FHV-LB:GTGACCCTAATCATAGATAG
FCV-F3:GATGAACTACCCGCCAATC
FCV-B3:cagtgtctcagcatagcagg
FCV-FIP:gataggtgacggcgaagagcACATGTGGTAACCGTTAACTC
FCV-BIP:CTGGGCAGTTTCAGGCCAattttgtcggggacagttagc
FCV-LF:caggccaaatcaaacac
FCV-LB:TCAGAGCCGCATATGATGT
ClaF-F3:TTTATCCTTGCGAAGGCG
ClaF-B3:cgcaatcttttttacctactgc
ClaF-FIP:acgaacactatacattttgccgtagGTCAATGCCAATCATCCG
ClaF-BIP:ATTGTAACGTTGAAATTAGCCAAGCaatttcaataggataaggagatcc
ClaF-LF:caagattcttgtctagtgtc
ClaF-LB:TGTACCTGAATATGCAACAG
example 2 detection of sample to be tested Using kit for detection of pathogens of Upper respiratory infection in Cat
1. Preparation of detection kit
The kit for detecting the pathogen infecting the upper respiratory tract of the cat comprises three detection reagents of cat herpes disease type I, cat calicivirus and cat chlamydia, wherein each reagent consists of two parts, the first part is a universal RM part, and the three reagents of the part have the same components and consist of the following raw materials:
1 microliter of Bst enzyme
1 microlitre hydroxynaphthol blue (37.5. Mu.M)
2 microliter MgSO4 (100 mM)
2.5 microliter 10xBst buffer
3 microliter of deionized water
3.5 microliter dNTP (10 mM)
4 microliters of betaine (5M); totaling 17 microliters.
The second part is a special-shaped PM part which is an aqueous solution of each primer, the concentration of the aqueous solution is 20 mu M, the volume of the PM part in each reagent is 7 microliter, and the specific content is as follows:
PM portion of the detection reagent for feline herpesvirus type I:
0.5. Mu.l FHV-F3 primer (20. Mu.M), 0.5. Mu.l FHV-B3 primer (20. Mu.M),
2 microliter FHV-FIP primer (20. Mu.M), 2 microliter FHV-BIP primer (20. Mu.M),
1 microliter FHV-LF primer (20. Mu.M), 1 microliter FHV-LB primer (20. Mu.M);
PM portion of detection reagent for feline calicivirus:
0.5. Mu.l of FCV-F3 primer (20. Mu.M), 0.5. Mu.l of FCV-B3 primer (20. Mu.M),
2 microliters of FCV-FIP primer (20. Mu.M), 2 microliters of FCV-BIP primer (20. Mu.M),
1 microliter FCV-LF primer (20. Mu.M), 1 microliter FCV-LB primer (20. Mu.M);
PM portion of detection reagent for chlamydia felis:
0.5. Mu.l of ClaF-F3 primer (20. Mu.M), 0.5. Mu.l of ClaF-B3 primer (20. Mu.M),
2. Mu.l of a ClaF-FIP primer (20. Mu.M), 2. Mu.l of a ClaF-BIP primer (20. Mu.M),
1 uL of ClaF-LF primer (20. Mu.M), and 1 uL of ClaF-LB primer (20. Mu.M).
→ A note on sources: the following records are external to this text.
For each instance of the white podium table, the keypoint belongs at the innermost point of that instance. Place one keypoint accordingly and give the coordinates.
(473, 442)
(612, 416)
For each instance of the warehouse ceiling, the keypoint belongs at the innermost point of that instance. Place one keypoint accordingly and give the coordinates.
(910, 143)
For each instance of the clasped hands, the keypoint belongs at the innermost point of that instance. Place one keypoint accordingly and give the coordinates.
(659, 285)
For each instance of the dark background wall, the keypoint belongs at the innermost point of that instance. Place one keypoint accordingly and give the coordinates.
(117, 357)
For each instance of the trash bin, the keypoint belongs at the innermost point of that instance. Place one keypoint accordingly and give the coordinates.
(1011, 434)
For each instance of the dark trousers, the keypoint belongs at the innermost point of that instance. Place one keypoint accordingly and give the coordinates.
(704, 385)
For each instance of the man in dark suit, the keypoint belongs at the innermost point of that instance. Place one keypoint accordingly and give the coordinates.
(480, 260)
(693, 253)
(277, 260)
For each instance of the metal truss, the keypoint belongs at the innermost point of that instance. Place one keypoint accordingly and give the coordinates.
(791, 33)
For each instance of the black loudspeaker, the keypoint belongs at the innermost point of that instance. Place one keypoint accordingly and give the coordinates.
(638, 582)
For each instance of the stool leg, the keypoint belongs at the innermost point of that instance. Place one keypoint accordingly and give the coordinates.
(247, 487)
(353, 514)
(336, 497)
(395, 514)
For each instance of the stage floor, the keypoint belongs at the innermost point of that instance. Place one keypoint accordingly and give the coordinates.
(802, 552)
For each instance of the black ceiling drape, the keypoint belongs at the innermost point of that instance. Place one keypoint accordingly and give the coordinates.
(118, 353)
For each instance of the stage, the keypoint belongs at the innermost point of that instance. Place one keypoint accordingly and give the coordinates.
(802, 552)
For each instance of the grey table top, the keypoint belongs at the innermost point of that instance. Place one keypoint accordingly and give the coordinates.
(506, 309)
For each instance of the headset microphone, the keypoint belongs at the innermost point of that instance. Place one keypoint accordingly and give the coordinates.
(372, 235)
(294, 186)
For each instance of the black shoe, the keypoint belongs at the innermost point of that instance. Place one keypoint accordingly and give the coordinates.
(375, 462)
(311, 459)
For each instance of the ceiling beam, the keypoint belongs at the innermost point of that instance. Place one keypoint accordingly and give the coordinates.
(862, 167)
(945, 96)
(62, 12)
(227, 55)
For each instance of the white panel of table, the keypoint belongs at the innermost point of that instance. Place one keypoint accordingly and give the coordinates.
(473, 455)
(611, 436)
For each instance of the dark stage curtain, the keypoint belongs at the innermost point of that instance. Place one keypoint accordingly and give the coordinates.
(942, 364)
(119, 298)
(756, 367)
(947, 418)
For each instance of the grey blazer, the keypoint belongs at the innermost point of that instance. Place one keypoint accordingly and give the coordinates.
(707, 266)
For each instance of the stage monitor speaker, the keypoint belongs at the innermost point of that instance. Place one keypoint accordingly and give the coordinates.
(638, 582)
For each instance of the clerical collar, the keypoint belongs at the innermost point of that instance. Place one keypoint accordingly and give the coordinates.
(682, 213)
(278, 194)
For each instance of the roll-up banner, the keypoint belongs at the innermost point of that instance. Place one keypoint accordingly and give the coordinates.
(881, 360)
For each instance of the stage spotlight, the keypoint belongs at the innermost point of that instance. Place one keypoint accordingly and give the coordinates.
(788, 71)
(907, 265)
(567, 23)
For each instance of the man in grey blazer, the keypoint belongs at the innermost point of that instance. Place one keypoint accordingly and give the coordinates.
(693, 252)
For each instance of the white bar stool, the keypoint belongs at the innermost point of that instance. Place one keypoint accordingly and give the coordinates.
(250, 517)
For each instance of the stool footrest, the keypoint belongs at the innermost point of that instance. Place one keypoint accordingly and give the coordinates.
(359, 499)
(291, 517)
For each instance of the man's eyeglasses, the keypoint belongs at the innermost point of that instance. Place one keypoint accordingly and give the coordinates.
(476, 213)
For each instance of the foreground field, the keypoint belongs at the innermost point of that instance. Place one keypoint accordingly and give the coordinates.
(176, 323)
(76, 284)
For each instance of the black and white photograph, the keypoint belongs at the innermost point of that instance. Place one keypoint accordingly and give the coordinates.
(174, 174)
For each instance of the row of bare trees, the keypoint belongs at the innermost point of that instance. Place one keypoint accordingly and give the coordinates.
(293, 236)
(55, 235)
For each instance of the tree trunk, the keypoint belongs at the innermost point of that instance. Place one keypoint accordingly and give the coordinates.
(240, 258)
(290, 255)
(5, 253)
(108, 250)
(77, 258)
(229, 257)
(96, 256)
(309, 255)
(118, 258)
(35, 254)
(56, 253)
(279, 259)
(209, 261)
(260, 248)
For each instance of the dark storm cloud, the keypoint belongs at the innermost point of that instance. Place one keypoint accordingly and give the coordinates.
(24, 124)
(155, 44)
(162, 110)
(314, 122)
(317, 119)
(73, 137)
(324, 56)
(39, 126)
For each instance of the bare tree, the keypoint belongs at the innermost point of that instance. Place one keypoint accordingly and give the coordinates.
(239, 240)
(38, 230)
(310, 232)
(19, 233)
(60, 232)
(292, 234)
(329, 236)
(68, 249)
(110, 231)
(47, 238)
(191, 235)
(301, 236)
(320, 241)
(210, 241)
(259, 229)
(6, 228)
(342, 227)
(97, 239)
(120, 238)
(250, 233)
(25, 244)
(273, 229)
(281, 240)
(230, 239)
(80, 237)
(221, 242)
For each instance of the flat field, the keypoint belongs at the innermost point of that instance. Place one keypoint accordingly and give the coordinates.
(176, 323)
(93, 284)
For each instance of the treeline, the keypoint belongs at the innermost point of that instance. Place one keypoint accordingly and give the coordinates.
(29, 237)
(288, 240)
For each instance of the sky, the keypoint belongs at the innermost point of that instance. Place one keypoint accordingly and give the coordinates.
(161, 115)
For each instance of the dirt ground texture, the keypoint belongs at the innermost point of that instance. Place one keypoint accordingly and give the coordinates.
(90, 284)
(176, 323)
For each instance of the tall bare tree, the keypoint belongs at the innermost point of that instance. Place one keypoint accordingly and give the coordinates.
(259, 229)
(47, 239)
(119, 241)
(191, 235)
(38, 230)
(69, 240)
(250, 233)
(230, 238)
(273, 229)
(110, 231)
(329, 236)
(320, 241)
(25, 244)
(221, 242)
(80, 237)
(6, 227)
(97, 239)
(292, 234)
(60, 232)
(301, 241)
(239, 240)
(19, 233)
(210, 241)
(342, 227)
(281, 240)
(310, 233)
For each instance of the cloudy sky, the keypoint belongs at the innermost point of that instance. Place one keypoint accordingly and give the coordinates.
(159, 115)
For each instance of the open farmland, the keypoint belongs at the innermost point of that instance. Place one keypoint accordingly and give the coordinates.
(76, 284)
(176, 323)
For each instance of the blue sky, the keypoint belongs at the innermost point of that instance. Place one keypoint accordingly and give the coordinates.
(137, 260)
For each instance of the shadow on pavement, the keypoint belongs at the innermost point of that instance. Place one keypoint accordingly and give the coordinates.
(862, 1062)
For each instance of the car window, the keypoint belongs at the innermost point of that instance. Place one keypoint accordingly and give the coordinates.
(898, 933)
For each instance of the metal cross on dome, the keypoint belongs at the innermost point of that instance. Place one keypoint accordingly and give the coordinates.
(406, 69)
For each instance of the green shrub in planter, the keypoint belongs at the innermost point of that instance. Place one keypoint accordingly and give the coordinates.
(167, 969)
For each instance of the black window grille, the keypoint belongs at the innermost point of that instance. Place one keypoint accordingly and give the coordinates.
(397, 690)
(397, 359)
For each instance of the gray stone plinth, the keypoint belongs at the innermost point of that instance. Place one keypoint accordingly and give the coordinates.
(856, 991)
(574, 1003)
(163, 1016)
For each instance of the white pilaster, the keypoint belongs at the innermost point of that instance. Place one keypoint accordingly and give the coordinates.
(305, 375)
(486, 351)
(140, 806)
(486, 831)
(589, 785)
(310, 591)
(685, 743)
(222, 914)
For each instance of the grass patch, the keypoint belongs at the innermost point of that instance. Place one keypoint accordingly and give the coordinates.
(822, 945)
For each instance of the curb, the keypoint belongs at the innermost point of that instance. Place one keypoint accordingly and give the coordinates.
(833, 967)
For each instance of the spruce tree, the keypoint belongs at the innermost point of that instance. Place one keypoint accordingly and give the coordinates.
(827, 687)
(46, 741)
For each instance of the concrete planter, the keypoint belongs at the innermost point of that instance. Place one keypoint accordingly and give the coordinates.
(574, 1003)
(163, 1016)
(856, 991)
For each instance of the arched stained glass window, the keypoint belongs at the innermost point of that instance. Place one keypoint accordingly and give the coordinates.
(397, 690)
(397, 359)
The kit of this example also included a negative control and pretreatment solution a and pretreatment solution B. The negative controls each had a volume of 25 microliters and consisted of the following components: 3.5 microliters of dNTP (10 mM), 4 microliters of betaine (5M), 1 microliter of hydroxynaphthol blue (37.5. Mu.M), 2 microliters of MgSO4 (100 mM), 2.5 microliters of 10xBst buffer,12 microliters of deionized water;
in this embodiment, the pretreatment solution a is: triton X-100 lysate with 1% of effective component for lysing tissue cells and releasing pathogens; the volume of each tube is 200 microliter;
the pretreatment liquid B is diluent, the components of the pretreatment liquid B are pure deionized water, and the volume of the pretreatment liquid B is 200 microliters per bag.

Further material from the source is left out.